Beyond this, it has not been santized or processed, and features a bunch of HTML meant for formatting on the main search page. Looking at the data, it seems to be formatted as arrays with four values:
<b>\d{4}</b>Corresponding to the year. 2014 only has the winners right now, but every other year has all submissions.- Authorship information. Multiple authors are usually separated by commas, but sometimes by slashes or other markers, due to the inconsistency it is probably the result of free text entry. Institutional affiliation is followed by a | pipe, which appears to be more consistent.
- Title of the work. If the work was a winner, it is surrounded by HTML bold tags, and includes a link to
/showmode/prix/?id=\d+corresponding to the ID of the piece. Other pieces are also available at /showmode/prix but do not appear to have any additional information besides what is presented in this JSON file. - The entry category.
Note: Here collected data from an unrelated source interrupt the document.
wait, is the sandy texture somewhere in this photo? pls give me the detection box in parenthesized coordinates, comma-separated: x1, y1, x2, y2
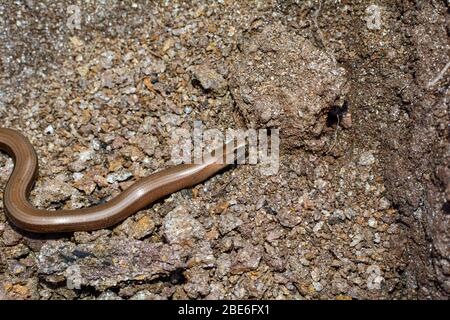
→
(0, 0, 448, 299)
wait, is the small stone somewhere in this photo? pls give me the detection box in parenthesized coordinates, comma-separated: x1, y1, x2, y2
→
(334, 209, 346, 220)
(378, 197, 391, 210)
(8, 243, 30, 258)
(277, 208, 302, 228)
(101, 51, 115, 69)
(44, 125, 54, 134)
(255, 198, 266, 210)
(300, 257, 311, 266)
(344, 208, 356, 220)
(374, 233, 381, 243)
(1, 280, 38, 299)
(184, 268, 211, 298)
(350, 234, 363, 247)
(218, 237, 233, 253)
(216, 253, 232, 277)
(73, 172, 83, 180)
(332, 277, 349, 294)
(144, 59, 166, 74)
(206, 282, 226, 300)
(359, 151, 376, 166)
(132, 135, 159, 157)
(122, 86, 136, 94)
(230, 244, 263, 274)
(101, 71, 114, 88)
(163, 206, 205, 244)
(187, 242, 216, 268)
(129, 215, 156, 240)
(314, 179, 328, 193)
(69, 36, 84, 48)
(263, 244, 286, 272)
(219, 213, 243, 234)
(266, 229, 284, 241)
(72, 173, 97, 195)
(2, 224, 22, 246)
(33, 176, 76, 208)
(9, 261, 26, 275)
(368, 217, 378, 228)
(106, 170, 133, 184)
(311, 268, 321, 282)
(313, 221, 324, 234)
(329, 209, 346, 224)
(79, 149, 94, 162)
(162, 38, 175, 52)
(189, 65, 227, 95)
(341, 112, 352, 128)
(77, 65, 89, 78)
(312, 281, 323, 292)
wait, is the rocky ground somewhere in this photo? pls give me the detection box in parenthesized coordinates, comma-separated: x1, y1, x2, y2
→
(0, 0, 448, 299)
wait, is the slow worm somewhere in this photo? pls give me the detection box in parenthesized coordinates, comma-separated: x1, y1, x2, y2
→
(0, 128, 243, 233)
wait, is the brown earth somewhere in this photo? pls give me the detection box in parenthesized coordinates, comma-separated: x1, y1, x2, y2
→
(0, 0, 448, 299)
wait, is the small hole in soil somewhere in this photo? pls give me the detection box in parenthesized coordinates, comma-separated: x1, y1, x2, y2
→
(191, 78, 212, 94)
(191, 78, 201, 88)
(170, 268, 187, 285)
(326, 101, 349, 127)
(442, 202, 450, 215)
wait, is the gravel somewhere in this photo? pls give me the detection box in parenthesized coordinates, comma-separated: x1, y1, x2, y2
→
(0, 0, 448, 300)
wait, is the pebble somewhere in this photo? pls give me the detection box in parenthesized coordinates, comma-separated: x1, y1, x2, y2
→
(106, 170, 133, 183)
(189, 65, 227, 95)
(184, 268, 211, 298)
(374, 233, 381, 244)
(313, 221, 324, 234)
(313, 281, 323, 292)
(8, 260, 26, 275)
(101, 51, 116, 69)
(187, 241, 216, 268)
(219, 213, 243, 235)
(329, 209, 346, 225)
(129, 215, 156, 240)
(266, 229, 284, 241)
(378, 197, 391, 210)
(359, 152, 376, 166)
(344, 208, 357, 220)
(2, 225, 22, 246)
(231, 244, 263, 274)
(341, 113, 352, 128)
(163, 206, 206, 244)
(7, 243, 30, 259)
(311, 268, 321, 282)
(368, 217, 378, 228)
(216, 253, 232, 277)
(350, 234, 363, 247)
(44, 125, 54, 134)
(277, 208, 302, 228)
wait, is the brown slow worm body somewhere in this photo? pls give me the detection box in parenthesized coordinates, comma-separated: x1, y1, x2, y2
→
(0, 128, 242, 233)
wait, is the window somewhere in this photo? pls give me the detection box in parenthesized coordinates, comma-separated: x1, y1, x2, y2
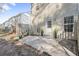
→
(37, 27, 40, 33)
(56, 4, 59, 8)
(64, 24, 73, 32)
(36, 5, 39, 10)
(47, 21, 52, 28)
(64, 16, 74, 32)
(64, 16, 73, 24)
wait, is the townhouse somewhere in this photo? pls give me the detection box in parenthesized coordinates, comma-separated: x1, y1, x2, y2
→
(32, 3, 79, 55)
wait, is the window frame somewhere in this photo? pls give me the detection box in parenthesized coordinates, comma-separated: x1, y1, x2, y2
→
(47, 20, 52, 28)
(64, 16, 74, 32)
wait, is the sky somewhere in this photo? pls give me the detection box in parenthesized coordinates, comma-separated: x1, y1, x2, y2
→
(0, 3, 31, 24)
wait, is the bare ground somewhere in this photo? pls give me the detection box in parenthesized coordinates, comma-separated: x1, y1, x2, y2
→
(0, 38, 49, 56)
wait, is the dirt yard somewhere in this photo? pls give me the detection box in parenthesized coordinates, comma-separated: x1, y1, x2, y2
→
(0, 38, 48, 56)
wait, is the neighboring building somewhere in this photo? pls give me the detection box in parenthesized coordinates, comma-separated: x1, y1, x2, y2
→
(1, 13, 32, 36)
(32, 3, 79, 55)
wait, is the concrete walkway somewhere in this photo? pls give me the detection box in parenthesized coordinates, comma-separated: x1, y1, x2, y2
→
(20, 36, 76, 56)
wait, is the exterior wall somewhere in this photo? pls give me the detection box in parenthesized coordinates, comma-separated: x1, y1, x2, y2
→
(32, 3, 79, 55)
(77, 15, 79, 53)
(32, 3, 78, 38)
(54, 3, 77, 39)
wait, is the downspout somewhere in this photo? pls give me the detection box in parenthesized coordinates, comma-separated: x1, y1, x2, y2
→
(76, 3, 79, 55)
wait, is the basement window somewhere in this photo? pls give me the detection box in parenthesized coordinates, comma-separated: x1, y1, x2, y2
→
(64, 16, 74, 32)
(47, 21, 52, 28)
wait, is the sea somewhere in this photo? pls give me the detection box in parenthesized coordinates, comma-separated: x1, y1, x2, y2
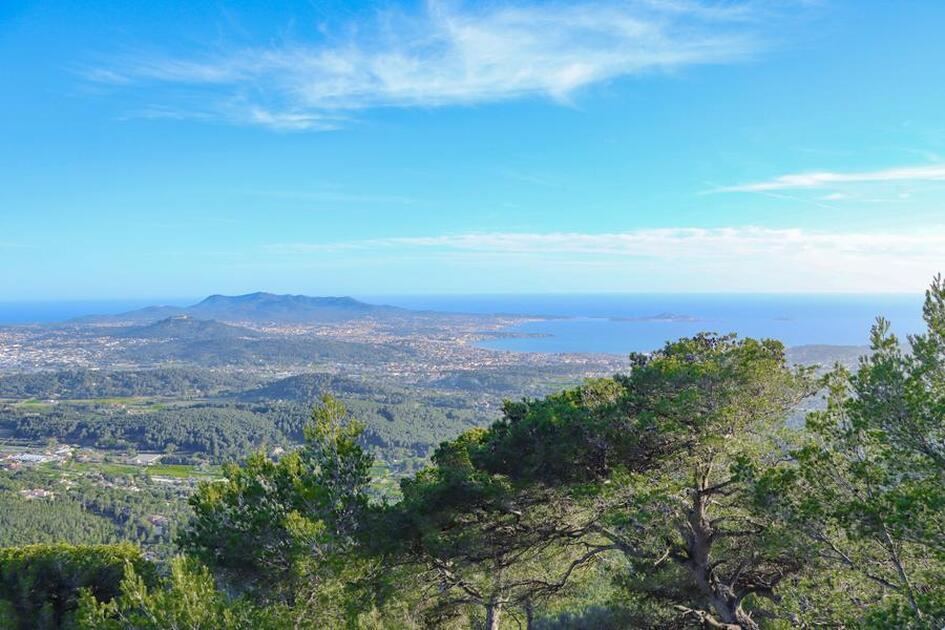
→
(0, 294, 928, 356)
(367, 294, 927, 354)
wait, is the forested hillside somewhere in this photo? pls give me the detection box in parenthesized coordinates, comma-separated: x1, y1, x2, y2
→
(0, 367, 257, 399)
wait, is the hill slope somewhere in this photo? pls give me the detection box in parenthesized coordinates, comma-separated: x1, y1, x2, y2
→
(113, 316, 262, 340)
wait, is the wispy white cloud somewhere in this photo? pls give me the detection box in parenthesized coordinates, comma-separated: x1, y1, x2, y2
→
(266, 227, 945, 291)
(243, 108, 341, 132)
(715, 164, 945, 193)
(87, 0, 769, 130)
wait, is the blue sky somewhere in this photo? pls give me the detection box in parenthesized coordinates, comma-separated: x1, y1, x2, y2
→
(2, 0, 944, 299)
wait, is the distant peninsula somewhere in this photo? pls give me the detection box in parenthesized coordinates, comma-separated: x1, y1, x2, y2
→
(609, 312, 702, 323)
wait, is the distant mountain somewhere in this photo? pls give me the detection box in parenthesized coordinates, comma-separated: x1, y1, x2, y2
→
(187, 292, 404, 323)
(73, 292, 407, 325)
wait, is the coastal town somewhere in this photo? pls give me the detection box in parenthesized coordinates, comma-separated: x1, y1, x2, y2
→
(0, 313, 625, 385)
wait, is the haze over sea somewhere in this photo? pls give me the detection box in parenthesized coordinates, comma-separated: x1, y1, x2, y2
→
(0, 294, 926, 356)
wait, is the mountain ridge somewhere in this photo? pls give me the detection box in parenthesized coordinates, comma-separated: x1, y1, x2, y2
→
(72, 292, 406, 325)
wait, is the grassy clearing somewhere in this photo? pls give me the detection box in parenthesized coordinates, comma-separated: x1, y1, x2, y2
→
(14, 399, 55, 411)
(149, 464, 221, 479)
(10, 397, 172, 412)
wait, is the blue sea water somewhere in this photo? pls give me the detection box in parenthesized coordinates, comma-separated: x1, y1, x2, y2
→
(368, 294, 927, 354)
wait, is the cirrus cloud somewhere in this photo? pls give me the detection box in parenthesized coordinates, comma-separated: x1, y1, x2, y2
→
(86, 1, 771, 130)
(714, 164, 945, 193)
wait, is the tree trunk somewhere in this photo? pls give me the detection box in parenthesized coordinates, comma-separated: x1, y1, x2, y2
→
(525, 598, 534, 629)
(486, 599, 503, 630)
(485, 557, 506, 630)
(682, 468, 760, 630)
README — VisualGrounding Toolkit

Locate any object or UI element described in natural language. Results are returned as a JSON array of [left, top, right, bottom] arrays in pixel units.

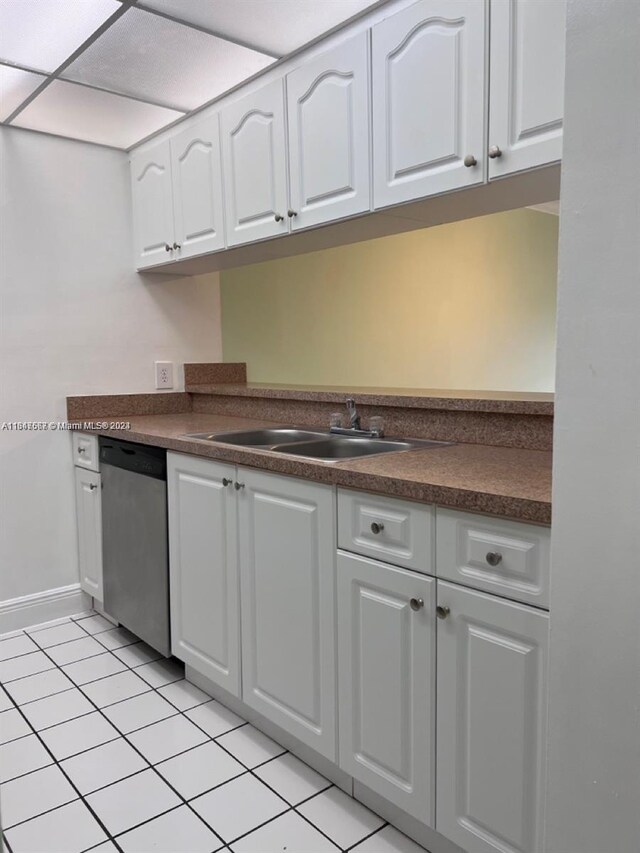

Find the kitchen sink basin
[[187, 428, 326, 446], [187, 427, 451, 460]]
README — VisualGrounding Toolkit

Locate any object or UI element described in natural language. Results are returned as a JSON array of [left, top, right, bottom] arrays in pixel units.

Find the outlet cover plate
[[155, 361, 174, 389]]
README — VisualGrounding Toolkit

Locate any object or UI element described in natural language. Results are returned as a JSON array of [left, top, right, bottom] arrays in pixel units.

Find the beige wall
[[221, 209, 558, 391]]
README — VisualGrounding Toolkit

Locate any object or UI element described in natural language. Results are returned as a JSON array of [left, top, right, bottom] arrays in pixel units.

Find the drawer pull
[[234, 482, 245, 491], [370, 522, 384, 535], [409, 597, 424, 611], [222, 478, 233, 487], [486, 551, 503, 567], [436, 605, 450, 620]]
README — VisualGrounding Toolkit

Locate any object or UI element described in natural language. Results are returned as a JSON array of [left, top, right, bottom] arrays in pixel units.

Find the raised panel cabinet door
[[337, 551, 435, 825], [372, 0, 486, 208], [74, 468, 103, 602], [221, 79, 289, 247], [170, 115, 226, 258], [130, 140, 174, 269], [238, 468, 336, 760], [287, 32, 371, 230], [436, 582, 549, 853], [167, 453, 240, 696], [488, 0, 566, 178]]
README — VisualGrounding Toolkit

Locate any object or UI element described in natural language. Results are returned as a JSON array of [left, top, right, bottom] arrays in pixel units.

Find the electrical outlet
[[154, 361, 173, 390]]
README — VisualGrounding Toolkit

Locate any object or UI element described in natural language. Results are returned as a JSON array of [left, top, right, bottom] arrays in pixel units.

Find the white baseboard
[[0, 583, 91, 634]]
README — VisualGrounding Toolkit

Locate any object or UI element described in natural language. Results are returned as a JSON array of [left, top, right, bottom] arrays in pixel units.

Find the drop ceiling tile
[[13, 78, 184, 149], [0, 65, 45, 120], [62, 7, 274, 112], [0, 0, 121, 73], [139, 0, 381, 57]]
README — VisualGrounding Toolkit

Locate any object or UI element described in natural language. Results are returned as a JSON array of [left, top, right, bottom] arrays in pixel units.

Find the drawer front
[[72, 433, 99, 471], [338, 488, 434, 573], [436, 509, 550, 608]]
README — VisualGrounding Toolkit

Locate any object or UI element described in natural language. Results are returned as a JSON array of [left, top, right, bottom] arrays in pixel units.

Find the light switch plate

For the quickest way to work with this data, consider node and some command line tools:
$ node
> var data = require('./prixdata.json');
> data[0][1];
'Nicolas Deveaux'
> var output = '';
> data.forEach(function(piece) { output += piece[3] + '\n'; })
> var fs = require('fs');
> fs.writeFile('output.txt', output);
$ sort output.txt | uniq -c | sort
117 Visionary Pioneers of Media Art
153 Media.Art.Research Award
312 World Wide Web
688 [the next idea]
1083 Net Vision
1199 Net Vision / Net Excellence
1299 .net
1516 cybergeneration - u19 freestyle computing
1781 Computeranimation
2362 Digital Communities
2722 Hybrid Art
2724 Computermusik
2798 Computer Animation / Film / VFX
4221 Computer Animation / Visual Effects
4709 u19 - freestyle computing
5688 Computergraphik
7447 Interactive Art
8300 Digital Musics & Sound Art
The data appears to be pulled from a psql database at 90.146.8.4 called webarchive, but it seems to be meant for internal use only.